Throughout my 20-plus years as director of a course ratings list at Golfweek magazine, I was struck by the paucity of quality courses from the post-World War II era. It’s as if the 1950s, ’60s, and ’70s were a Dark Age of golf architecture. This stood in marked contrast to the enduring creativity and genius of the Golden Age of the 1910s, ’20s, and ’30s.
A list of the consensus great United States layouts from that postwar period suggests both the possibilities and limits of modern course design. If we draw from that magazine’s Top 100 Classic and Modern layouts, the entire list looks like this: NCR-South (1954), Hazeltine National (1962), Desert Forest (1962), Crooked Stick (1964), Spyglass Hill (1966), The Golf Club (1967), Eugene Country Club (1967), Grandfather-Championship (1968), Harbour Town (1969), Jupiter Hills-Hills (1970), Butler National (1974), Muirfield Village (1974), Oak Tree National (1976) and Shoal Creek (1976).
Imagine where we’d be if it weren’t for Robert Trent Jones Sr. and Pete Dye. Together they were responsible for half of the 14 courses on that list (three for Jones, four for Dye). Indeed, it’s precisely the difference in work method between the two that helps explain what went awry during this three-decade era and how we started to come out of it beginning in the 1980s.
The real oddity of this bleak period in golf design is that it took place during a surge in golf’s popularity that began with Arnold Palmer’s popularity, was given widespread coverage by color TV, and was extended into former open space via suburbanization and golf-themed real estate development and resort trade.
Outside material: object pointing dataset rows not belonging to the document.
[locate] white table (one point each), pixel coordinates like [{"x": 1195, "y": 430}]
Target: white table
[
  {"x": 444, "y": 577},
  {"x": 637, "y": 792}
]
For all the growth in the game, most of the courses stamped out in this era look like they were issued by a printing press. And that’s largely because the dominant mode of construction was the hand-off of paper plans to a generic contractor who relied upon large, road-grade equipment for feature shaping — with little direct oversight and not enough subtlety and hand-crafting in the equipment used to carve out tees, fairways, bunkers and greens.
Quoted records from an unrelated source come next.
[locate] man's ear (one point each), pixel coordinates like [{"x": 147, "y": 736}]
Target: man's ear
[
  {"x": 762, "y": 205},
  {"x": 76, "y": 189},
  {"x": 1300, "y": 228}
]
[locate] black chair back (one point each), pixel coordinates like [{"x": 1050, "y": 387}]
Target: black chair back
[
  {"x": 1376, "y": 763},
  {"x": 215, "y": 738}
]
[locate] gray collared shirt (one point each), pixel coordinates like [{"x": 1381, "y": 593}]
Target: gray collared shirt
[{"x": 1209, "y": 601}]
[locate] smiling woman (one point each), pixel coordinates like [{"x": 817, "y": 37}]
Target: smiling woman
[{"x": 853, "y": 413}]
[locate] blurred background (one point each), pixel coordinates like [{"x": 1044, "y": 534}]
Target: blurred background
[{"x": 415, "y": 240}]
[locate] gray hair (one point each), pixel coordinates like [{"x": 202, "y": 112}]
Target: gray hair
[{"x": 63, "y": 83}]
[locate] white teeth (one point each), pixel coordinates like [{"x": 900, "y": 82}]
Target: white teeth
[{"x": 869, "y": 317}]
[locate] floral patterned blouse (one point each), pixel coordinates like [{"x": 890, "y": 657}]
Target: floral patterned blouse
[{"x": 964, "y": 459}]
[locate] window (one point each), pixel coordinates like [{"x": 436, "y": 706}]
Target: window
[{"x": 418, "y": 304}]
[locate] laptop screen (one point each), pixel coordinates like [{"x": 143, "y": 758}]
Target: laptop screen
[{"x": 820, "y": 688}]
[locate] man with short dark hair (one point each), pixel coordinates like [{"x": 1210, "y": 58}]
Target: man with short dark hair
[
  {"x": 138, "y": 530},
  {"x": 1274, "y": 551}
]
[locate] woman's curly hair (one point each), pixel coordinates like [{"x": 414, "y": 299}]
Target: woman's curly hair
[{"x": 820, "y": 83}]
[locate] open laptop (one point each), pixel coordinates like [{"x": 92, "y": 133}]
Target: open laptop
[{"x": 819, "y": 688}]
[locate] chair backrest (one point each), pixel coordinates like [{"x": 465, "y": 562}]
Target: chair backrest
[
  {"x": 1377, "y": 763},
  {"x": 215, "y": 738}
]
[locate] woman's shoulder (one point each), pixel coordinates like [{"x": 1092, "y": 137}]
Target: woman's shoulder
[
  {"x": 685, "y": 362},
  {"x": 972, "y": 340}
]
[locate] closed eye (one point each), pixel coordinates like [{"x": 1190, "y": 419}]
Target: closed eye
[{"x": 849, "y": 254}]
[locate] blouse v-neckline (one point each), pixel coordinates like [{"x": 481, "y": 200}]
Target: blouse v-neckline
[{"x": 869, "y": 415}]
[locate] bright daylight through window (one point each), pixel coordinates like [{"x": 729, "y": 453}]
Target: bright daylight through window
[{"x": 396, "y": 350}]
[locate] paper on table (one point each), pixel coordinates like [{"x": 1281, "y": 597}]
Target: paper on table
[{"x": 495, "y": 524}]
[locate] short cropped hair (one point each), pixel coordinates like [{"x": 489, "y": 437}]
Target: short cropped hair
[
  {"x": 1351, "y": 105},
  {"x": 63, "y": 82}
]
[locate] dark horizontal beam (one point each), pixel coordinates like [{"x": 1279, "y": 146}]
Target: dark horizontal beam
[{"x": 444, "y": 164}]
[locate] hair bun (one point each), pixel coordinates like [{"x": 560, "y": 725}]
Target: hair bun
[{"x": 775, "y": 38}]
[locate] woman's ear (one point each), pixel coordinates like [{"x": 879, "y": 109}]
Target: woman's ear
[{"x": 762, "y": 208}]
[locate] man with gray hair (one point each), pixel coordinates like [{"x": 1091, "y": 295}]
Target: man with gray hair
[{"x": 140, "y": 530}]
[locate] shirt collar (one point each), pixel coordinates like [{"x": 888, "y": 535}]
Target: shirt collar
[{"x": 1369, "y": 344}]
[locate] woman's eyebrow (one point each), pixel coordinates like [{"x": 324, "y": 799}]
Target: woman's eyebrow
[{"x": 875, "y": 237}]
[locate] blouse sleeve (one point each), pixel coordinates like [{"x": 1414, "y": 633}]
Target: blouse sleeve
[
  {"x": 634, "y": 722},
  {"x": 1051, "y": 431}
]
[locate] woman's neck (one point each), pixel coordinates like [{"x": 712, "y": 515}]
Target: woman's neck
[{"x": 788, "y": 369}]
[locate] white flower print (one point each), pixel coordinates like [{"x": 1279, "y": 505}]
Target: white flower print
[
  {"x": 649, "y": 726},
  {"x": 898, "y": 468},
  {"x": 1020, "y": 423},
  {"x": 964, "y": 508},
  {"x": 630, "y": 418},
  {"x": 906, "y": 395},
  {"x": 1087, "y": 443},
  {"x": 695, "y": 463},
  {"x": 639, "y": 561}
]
A basic rule of thumb, I have always thought, is that the beauty and intelligence of golf course design is directly proportional to the size of the construction equipment. In the classic era, most golf design came by way of hand labor, animal power, plows and wheelbarrows. In the postwar era, large bulldozers took over. Today, not surprisingly, there is a return to handicraft in the form of mini-excavators, backhoes, small trackhoes, and rakes and shovels.
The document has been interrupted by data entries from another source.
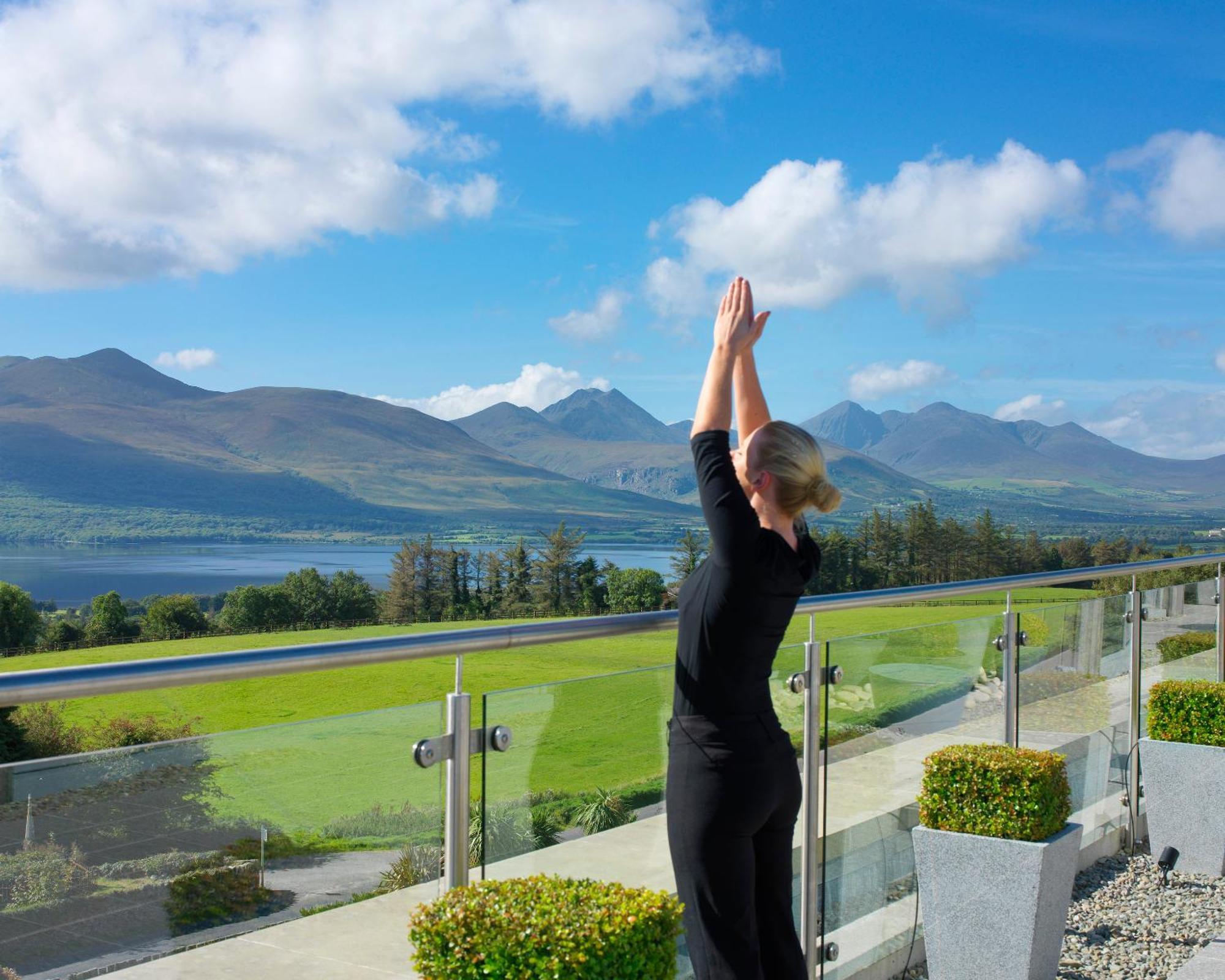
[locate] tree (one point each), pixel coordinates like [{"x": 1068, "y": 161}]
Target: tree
[
  {"x": 400, "y": 602},
  {"x": 309, "y": 596},
  {"x": 556, "y": 567},
  {"x": 429, "y": 582},
  {"x": 518, "y": 578},
  {"x": 257, "y": 608},
  {"x": 592, "y": 589},
  {"x": 61, "y": 633},
  {"x": 635, "y": 590},
  {"x": 1112, "y": 553},
  {"x": 688, "y": 556},
  {"x": 1075, "y": 553},
  {"x": 175, "y": 616},
  {"x": 19, "y": 619},
  {"x": 351, "y": 597},
  {"x": 988, "y": 545},
  {"x": 108, "y": 619}
]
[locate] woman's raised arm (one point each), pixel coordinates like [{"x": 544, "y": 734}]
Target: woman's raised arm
[
  {"x": 733, "y": 331},
  {"x": 752, "y": 411}
]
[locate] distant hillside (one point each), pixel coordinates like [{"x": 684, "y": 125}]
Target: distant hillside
[
  {"x": 1063, "y": 466},
  {"x": 650, "y": 467},
  {"x": 90, "y": 445}
]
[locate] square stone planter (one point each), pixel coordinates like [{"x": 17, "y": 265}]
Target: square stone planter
[
  {"x": 994, "y": 910},
  {"x": 1185, "y": 802}
]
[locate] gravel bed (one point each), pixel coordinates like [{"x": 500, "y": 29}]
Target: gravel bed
[{"x": 1124, "y": 925}]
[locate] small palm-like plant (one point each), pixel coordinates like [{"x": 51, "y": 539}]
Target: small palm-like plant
[
  {"x": 504, "y": 831},
  {"x": 605, "y": 813},
  {"x": 417, "y": 863},
  {"x": 546, "y": 830}
]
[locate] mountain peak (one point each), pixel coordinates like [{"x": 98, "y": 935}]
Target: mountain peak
[
  {"x": 609, "y": 417},
  {"x": 106, "y": 377},
  {"x": 848, "y": 424}
]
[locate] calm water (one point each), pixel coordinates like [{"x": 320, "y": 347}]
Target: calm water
[{"x": 74, "y": 574}]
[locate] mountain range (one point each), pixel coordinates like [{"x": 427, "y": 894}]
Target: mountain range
[
  {"x": 603, "y": 438},
  {"x": 1057, "y": 466},
  {"x": 105, "y": 447}
]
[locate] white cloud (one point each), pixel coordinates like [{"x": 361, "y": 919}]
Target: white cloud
[
  {"x": 179, "y": 137},
  {"x": 597, "y": 324},
  {"x": 538, "y": 386},
  {"x": 1175, "y": 423},
  {"x": 1186, "y": 193},
  {"x": 807, "y": 239},
  {"x": 1033, "y": 407},
  {"x": 878, "y": 380},
  {"x": 188, "y": 360}
]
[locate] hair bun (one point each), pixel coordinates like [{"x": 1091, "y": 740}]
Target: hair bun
[{"x": 824, "y": 496}]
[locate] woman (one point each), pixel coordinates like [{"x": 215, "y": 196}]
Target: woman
[{"x": 733, "y": 782}]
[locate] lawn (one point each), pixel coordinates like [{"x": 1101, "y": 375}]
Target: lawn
[{"x": 351, "y": 749}]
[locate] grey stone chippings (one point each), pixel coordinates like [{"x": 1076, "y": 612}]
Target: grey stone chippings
[{"x": 1124, "y": 925}]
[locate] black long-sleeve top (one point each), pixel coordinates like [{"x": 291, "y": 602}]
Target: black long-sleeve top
[{"x": 736, "y": 608}]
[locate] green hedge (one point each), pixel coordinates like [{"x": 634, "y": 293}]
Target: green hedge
[
  {"x": 995, "y": 791},
  {"x": 1184, "y": 645},
  {"x": 1188, "y": 712},
  {"x": 531, "y": 929},
  {"x": 42, "y": 875},
  {"x": 211, "y": 894}
]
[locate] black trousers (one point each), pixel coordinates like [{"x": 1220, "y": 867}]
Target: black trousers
[{"x": 733, "y": 798}]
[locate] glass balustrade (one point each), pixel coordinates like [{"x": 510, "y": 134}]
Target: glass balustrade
[
  {"x": 1074, "y": 695},
  {"x": 126, "y": 854},
  {"x": 903, "y": 695}
]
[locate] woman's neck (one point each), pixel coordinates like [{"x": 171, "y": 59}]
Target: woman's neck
[{"x": 771, "y": 518}]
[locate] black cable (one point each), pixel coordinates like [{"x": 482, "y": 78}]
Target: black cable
[{"x": 914, "y": 930}]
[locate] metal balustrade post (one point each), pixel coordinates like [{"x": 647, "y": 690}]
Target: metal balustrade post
[
  {"x": 1135, "y": 620},
  {"x": 1221, "y": 624},
  {"x": 459, "y": 790},
  {"x": 814, "y": 804},
  {"x": 1010, "y": 671}
]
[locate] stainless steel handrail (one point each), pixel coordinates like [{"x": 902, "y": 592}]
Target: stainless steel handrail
[{"x": 56, "y": 684}]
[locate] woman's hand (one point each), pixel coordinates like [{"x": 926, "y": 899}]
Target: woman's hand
[{"x": 734, "y": 328}]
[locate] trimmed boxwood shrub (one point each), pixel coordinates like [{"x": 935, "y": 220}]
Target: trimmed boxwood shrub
[
  {"x": 1188, "y": 712},
  {"x": 211, "y": 894},
  {"x": 1184, "y": 645},
  {"x": 995, "y": 791},
  {"x": 531, "y": 929}
]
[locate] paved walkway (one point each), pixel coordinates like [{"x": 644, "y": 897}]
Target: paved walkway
[{"x": 1207, "y": 965}]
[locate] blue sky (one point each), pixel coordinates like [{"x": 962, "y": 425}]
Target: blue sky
[{"x": 368, "y": 204}]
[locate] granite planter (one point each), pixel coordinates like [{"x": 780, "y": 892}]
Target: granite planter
[
  {"x": 994, "y": 910},
  {"x": 1185, "y": 802}
]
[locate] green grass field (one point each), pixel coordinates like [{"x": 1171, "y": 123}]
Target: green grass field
[{"x": 351, "y": 749}]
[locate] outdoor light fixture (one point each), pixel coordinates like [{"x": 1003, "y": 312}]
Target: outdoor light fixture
[{"x": 1167, "y": 862}]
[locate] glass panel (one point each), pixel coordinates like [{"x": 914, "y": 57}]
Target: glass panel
[
  {"x": 127, "y": 854},
  {"x": 587, "y": 758},
  {"x": 1075, "y": 694},
  {"x": 1180, "y": 634},
  {"x": 905, "y": 694}
]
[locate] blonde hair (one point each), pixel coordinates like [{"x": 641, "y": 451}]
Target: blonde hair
[{"x": 793, "y": 458}]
The postwar era of architecture generally owes much to a clumsy, brutalist aesthetic marked by highway building and the new internationalist modernism of high-rise steel-and-glass towers. This infected every aspect of planning, from mass residential housing in apartment towers to sterile city centers ringed by roads.
The golf counterpart to this was a shift in how golf was played, from a ground game to an aerial game, with bunkers parked on the side of the fairway at preselected distances to punish wayward shots, thus encouraging single-file golf down the middle. Offset bunkering was abandoned for this bowling alley look. Tree plantings followed, often done in panic to replace the loss of elegant American elms to Dutch elm disease.
Do not underestimate the impact of color TV in the process. It helped spawn the urge to justify “beautification” plantings to provide more color to the course. In other cases, there was simply a desire to fill in the sides of holes that did not get properly irrigated due to the limited reach of single-row irrigation down the middle that, by definition of the reach of spray, left everything barren outside 90-foot-wide coverage.
The architects of that era were skilled touters of golf holes. It’s impressive today to see the way designers like Jones, Dick Wilson, Ellis Maples, George Fazio and Ted Robinson could find the ideal land for golf holes while accommodating other needs like home sites. But when it came to translating those basic layouts into detailed golf ground, something was often lost in the process.
Three factors contributed to the “papering over” of golf design in ways that merit careful study.
The first was the professionalization of the trade through schools of landscape architecture; the training ground for course design thus shifted generally, from the caddie yard and acquired playing habits to the classroom and drawing board.
Second has been the complete alteration in the climate of public regulation. The classic architects did not need to heed wetlands restrictions or zoning regulations, or worry about storm water management and erosion control because those concerns were not yet codified or required. The postwar regulatory environment has forced architects to document in advance every move and to seek permission for moving forward. This entails a paper trail and an accompanying army of consultants and lawyers before a shovel hits the ground.
And finally, in ways that have not been well-documented, is the advent of the USGA-specified construction green. It replaced the old push-up style of greens construction starting in the 1960s and necessitated far greater attention to the layering in of materials. The precision required here reduced some of the free-wheeling methods of the classic-era designers and forced a higher degree of technical expertise in the planning and execution of putting surfaces.
This little foray into the origins of golf architecture’s Dark Ages is only the start of what needs to be a much more serious study. The history of golf design has spent too much time on personalities and particular courses and not enough time on larger trends. One thing is clear: learning the evolution of the trade and recapturing some of the older skills — design/build being the main one — will help enhance the craft.